• HubCab will track more than 150 million taxi trips in NYC to gain insight on ride share scenarios
• Insights will inform researchers on how car sharing systems can lower vehicle emissions, reduce congestion, and save money and time
• Scientific study conducted at Massachusetts Institute of Technology’s Senseable City Lab with support of VW Group’s ERL, Audi and GE
HubCab tracks more than 150 million taxi rides in New York City over the course of a year. With this information, researchers can identify commuter travel patterns and work to develop a more efficient car share system. MIT researchers say HubCab technology could not only save people money and time, but allow users to better plan their taxi rides around the city, potentially reducing the number of trips by 40%. HubCab is another step by Audi and the Massachusetts Institute of Technology’s Senseable City Lab to work toward improving transportation efficiency systems that reshape that way people move and live in their daily lives.

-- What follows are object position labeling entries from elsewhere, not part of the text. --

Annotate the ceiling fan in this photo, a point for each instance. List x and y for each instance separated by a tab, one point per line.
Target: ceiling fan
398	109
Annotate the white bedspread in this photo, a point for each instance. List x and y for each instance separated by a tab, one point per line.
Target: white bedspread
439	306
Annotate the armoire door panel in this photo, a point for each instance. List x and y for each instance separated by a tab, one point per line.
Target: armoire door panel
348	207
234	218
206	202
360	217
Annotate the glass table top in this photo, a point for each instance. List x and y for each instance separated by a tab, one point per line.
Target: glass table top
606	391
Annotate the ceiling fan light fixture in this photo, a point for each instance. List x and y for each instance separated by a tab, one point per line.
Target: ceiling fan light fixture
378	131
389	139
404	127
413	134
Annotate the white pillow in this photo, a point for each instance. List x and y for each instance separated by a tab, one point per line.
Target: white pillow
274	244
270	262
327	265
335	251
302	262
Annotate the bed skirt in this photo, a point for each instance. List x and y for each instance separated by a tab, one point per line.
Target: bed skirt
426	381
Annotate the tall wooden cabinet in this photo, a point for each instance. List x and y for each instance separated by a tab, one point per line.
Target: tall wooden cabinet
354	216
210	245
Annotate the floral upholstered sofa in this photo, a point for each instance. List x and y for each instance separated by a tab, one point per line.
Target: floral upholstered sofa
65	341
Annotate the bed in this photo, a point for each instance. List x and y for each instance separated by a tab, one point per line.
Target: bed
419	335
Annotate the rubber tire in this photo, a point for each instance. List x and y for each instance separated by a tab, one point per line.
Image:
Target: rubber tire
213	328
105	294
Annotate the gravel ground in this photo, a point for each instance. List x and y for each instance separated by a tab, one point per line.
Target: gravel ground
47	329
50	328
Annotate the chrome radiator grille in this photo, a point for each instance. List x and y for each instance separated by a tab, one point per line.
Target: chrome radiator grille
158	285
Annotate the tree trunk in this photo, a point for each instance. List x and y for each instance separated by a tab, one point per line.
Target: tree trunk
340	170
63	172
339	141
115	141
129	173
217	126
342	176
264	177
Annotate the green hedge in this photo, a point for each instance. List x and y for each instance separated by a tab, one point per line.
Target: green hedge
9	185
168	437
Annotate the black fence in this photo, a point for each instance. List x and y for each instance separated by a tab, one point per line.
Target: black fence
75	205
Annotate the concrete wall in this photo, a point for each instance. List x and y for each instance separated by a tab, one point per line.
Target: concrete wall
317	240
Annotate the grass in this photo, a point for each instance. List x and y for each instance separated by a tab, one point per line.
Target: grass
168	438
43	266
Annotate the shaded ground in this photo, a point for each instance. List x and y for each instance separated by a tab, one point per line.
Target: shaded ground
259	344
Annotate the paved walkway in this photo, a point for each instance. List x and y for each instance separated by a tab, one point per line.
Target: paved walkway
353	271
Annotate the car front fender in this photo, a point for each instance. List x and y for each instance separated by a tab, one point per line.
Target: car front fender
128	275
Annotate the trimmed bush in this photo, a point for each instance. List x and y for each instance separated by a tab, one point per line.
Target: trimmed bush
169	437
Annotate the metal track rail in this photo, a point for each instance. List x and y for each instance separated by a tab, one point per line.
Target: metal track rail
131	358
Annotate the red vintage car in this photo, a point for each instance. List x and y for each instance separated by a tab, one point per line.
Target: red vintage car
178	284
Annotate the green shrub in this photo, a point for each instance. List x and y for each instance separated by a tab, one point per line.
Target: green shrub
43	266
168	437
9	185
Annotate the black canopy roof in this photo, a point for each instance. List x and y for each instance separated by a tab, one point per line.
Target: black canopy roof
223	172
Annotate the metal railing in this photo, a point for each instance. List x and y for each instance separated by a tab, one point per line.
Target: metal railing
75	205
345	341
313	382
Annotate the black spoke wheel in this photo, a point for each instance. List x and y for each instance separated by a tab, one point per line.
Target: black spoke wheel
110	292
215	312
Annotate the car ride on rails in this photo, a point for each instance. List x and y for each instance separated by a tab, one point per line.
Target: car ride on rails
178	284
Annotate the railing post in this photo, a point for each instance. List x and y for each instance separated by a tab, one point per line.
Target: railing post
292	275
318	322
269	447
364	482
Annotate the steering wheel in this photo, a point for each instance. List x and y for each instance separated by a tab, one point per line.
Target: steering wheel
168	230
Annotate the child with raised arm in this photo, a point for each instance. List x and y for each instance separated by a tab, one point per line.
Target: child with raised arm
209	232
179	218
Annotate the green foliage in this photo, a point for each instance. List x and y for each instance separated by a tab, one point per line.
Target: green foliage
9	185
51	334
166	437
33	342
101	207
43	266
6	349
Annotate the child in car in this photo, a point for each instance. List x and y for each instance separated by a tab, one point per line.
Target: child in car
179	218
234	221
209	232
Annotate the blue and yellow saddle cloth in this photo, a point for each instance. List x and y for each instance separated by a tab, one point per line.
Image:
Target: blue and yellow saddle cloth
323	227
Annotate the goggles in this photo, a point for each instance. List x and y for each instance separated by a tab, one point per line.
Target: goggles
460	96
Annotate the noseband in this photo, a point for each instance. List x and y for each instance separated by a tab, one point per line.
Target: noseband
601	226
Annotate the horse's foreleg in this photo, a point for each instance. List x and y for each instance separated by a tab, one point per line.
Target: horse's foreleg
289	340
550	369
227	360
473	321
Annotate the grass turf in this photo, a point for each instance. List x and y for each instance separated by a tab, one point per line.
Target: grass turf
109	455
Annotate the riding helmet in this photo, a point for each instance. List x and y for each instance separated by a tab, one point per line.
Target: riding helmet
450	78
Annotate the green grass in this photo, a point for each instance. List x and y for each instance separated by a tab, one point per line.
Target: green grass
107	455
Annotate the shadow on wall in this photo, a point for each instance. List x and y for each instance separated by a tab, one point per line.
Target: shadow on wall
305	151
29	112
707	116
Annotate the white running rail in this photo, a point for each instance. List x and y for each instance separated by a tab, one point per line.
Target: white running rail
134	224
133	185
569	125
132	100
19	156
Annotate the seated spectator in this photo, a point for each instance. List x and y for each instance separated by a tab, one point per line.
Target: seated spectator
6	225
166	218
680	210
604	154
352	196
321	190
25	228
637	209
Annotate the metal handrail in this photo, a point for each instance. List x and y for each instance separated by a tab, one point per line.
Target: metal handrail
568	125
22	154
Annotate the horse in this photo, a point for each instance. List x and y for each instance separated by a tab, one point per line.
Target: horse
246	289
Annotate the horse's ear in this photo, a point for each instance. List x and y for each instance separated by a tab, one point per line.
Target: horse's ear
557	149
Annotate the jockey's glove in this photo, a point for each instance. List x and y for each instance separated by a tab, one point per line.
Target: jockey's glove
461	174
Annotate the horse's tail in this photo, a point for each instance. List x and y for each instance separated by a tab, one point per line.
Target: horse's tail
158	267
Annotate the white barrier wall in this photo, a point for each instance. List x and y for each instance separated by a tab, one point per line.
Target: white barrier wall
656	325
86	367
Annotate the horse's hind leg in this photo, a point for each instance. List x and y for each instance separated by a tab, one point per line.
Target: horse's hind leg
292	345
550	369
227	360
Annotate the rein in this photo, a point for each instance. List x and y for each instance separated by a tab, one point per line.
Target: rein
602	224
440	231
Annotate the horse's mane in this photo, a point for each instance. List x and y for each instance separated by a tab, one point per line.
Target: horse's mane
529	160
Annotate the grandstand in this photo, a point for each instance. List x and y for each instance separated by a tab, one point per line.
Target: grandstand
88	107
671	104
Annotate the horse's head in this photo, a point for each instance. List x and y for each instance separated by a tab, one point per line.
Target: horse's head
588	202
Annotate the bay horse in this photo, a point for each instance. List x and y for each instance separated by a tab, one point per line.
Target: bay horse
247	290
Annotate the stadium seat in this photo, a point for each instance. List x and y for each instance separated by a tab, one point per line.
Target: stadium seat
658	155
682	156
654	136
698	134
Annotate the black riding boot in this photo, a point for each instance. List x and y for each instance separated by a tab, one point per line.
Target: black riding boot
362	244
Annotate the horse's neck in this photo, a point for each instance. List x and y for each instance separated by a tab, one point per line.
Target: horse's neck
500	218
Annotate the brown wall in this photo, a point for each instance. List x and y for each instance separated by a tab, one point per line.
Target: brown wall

“The so called ‘sharing economy’ is blossoming all over the Internet”, said Carlo Ratti, Director of the Senseable City Lab. “Today it is mostly about fixed assets – such as homes on AirBNB. But tomorrow, it will increasingly involve our mobility infrastructure, blurring the difference between public and private transportation.”
“The HubCab project makes visible the immense benefits in New York City’s taxi system that would arise from just sharing a cab,” said Paolo Santi and Michael Szell at the MIT Senseable City Lab. “By engaging citizens in potential sharing economies, HubCab clears the way towards more sustainable urban futures.”
Part of the vision for a more sustainable urban future involves the utilization of Big Data, such as that provided by HubCab. This remains a goal for both the MIT Senseable City Lab and ERL. Project researchers say the HubCab tool embodies one of the most cutting-edge applications of this concept.
“MIT and Audi are interested in solving future mobility challenges, such as the increasing mobility demands that are placed against limited infrastructure capacity,” said Chuhee Lee, deputy director, Electronics Research Laboratory. “By utilizing the Big Data that’s publicly available we can optimize car sharing and other opportunities to reduce this tension.”
Additionally, users can explore 200 thousand street segments in New York over several time segments of the day, which amounts to more than one trillion flow combinations.
HubCab allows users to discover exactly when and where taxis pick up and drop individuals in New York City, which is useful in helping identify specific areas and time of condensed pickup and drop-off activities.
Information generated by the HubCab project also offers potential application to other existing Audi urban mobility initiatives, including Audi Urban Intelligent Assist (AUIA). The project, conducted by Audi, ERL and university research partners, utilizes real time urban data to develop connected car technologies that reduce congestion, improve safety and make urban driving less stressful. This data includes local vehicle and pedestrian information, which could ultimately be sourced from the HubCab project.
The HubCab project team was led by Carlo Ratti, director of the Senseable City Lab at the Massachusetts Institute of Technology, which is sponsored by ERL and General Electric. Ratti is a member of the World Economic Forum’s Global Agenda Council for Urban Management.
HubCab is available at www.hubcab.org.